Vrijspraak voor oud-docent Cheider
Een 33-jarige oud-docent van Stichting Joodse Kindergemeenschap Cheider in Amsterdam-Buitenveldert is vrijgesproken van ontucht. Dat maakte het gerechtshof in de hoofdstad maandag bekend.
In mei 2018 werd Ephraïm S. door de Amsterdamse rechtbank veroordeeld tot twee jaar cel, waarvan een half jaar voorwaardelijk. In het hoger beroep deed het openbaar ministerie daar twee maanden vanaf: het eiste 22 maanden cel, waarvan zes voorwaardelijk. Die eis is nu van de hand gewezen.

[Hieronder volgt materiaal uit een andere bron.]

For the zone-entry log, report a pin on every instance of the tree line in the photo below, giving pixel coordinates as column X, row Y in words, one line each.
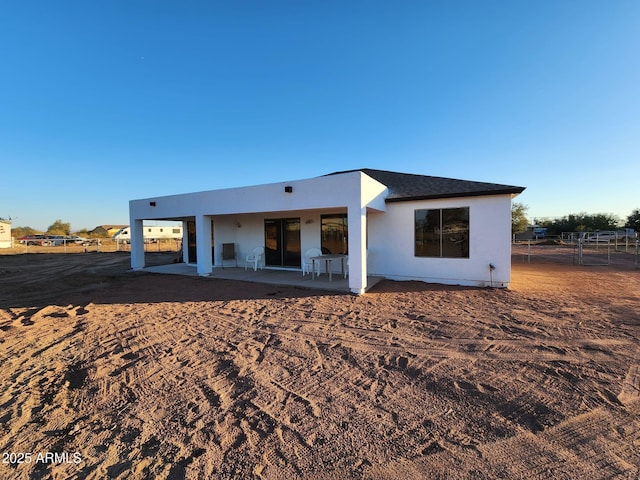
column 56, row 228
column 574, row 222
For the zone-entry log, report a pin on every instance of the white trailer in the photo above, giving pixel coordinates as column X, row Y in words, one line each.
column 151, row 234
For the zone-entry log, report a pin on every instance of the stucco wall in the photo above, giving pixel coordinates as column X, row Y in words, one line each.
column 5, row 235
column 391, row 243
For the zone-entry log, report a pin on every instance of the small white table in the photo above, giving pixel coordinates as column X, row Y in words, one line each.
column 328, row 259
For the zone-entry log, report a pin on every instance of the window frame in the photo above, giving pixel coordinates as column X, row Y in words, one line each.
column 458, row 226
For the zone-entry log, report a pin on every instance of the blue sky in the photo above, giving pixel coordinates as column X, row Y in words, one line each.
column 106, row 101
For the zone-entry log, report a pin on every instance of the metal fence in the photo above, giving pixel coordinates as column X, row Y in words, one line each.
column 93, row 245
column 578, row 252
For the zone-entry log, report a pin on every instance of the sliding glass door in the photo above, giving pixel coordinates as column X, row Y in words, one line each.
column 282, row 242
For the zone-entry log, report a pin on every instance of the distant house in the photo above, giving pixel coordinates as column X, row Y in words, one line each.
column 105, row 231
column 5, row 234
column 395, row 225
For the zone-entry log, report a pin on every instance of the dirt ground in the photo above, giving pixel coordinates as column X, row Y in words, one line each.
column 108, row 373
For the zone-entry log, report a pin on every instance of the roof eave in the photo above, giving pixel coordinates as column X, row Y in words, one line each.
column 508, row 191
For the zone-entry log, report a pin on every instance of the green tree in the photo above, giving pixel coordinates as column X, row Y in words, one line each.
column 519, row 219
column 59, row 228
column 633, row 220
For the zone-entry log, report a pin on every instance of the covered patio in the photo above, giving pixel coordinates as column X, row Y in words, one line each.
column 270, row 276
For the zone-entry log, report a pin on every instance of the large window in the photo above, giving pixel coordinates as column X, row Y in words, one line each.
column 442, row 232
column 334, row 234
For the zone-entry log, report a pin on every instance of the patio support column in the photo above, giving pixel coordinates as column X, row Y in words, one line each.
column 203, row 245
column 137, row 244
column 357, row 220
column 185, row 242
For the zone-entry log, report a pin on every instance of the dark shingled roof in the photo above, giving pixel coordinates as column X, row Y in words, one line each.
column 407, row 186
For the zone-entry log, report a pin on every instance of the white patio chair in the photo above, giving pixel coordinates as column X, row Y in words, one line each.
column 255, row 258
column 307, row 263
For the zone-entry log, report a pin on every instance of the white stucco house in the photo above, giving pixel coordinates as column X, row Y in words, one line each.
column 5, row 234
column 395, row 225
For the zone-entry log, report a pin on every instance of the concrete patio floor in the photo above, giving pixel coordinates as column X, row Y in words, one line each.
column 270, row 276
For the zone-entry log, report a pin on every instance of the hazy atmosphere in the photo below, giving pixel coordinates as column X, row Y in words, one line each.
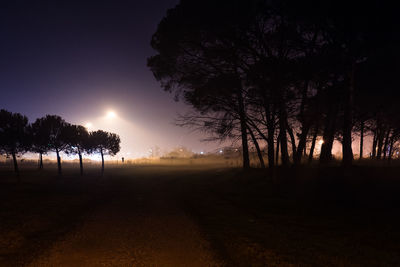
column 81, row 66
column 199, row 133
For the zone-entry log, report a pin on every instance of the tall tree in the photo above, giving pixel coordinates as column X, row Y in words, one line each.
column 40, row 140
column 54, row 128
column 78, row 142
column 14, row 135
column 104, row 143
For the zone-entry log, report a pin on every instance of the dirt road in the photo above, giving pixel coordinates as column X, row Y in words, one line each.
column 142, row 225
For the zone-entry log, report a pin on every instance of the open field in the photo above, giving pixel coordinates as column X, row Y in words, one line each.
column 197, row 216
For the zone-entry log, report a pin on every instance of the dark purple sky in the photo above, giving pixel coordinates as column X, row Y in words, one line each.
column 80, row 60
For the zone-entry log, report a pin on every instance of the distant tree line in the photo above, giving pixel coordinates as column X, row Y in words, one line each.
column 282, row 73
column 52, row 134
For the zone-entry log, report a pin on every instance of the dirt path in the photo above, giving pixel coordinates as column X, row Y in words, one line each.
column 143, row 226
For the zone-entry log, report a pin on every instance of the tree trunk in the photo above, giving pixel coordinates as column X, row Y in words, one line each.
column 259, row 154
column 283, row 137
column 292, row 140
column 269, row 114
column 361, row 139
column 302, row 143
column 102, row 162
column 314, row 140
column 374, row 142
column 385, row 146
column 381, row 137
column 278, row 141
column 15, row 165
column 40, row 161
column 329, row 135
column 348, row 121
column 391, row 149
column 243, row 129
column 80, row 162
column 58, row 161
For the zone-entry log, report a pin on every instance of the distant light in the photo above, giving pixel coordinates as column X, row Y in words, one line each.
column 89, row 125
column 111, row 115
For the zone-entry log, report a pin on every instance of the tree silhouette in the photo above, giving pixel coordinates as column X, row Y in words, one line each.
column 40, row 140
column 55, row 129
column 14, row 135
column 104, row 143
column 78, row 142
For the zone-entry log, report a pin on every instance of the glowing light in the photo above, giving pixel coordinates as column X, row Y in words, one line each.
column 111, row 114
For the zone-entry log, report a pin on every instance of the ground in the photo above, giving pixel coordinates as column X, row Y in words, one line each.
column 197, row 216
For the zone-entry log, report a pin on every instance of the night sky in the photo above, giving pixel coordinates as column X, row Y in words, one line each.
column 80, row 61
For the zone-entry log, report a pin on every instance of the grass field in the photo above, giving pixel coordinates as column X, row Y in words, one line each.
column 303, row 216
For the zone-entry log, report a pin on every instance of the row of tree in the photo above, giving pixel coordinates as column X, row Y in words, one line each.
column 283, row 72
column 52, row 134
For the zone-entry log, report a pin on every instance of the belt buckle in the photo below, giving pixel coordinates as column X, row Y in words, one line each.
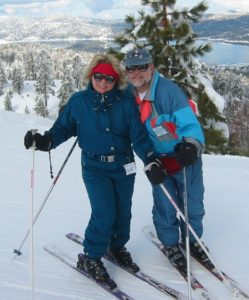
column 107, row 158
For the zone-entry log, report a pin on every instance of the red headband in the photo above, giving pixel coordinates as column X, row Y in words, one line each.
column 106, row 69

Het gerechtshof oordeelt dat te veel twijfel bestaat over de betrouwbaarheid van de verklaringen van de kinderen die latere meldingen hebben gedaan om deze als bewijs te kunnen gebruiken. „Daarbij zijn met name van belang de (onduidelijkheid over de) totstandkoming van deze verklaringen en het risico op onbewuste beïnvloeding van de kinderen. Daarom spreekt het gerechtshof de man van deze feiten vrij.”
De verklaring van het kind dat de eerste melding deed, vindt het gerechtshof wel authentiek. Toch spreekt het hof de man ook van deze aanklacht vrij, omdat volgens de rechters ontucht niet bewezen is, hoewel wel sprake was van ongepaste handelingen.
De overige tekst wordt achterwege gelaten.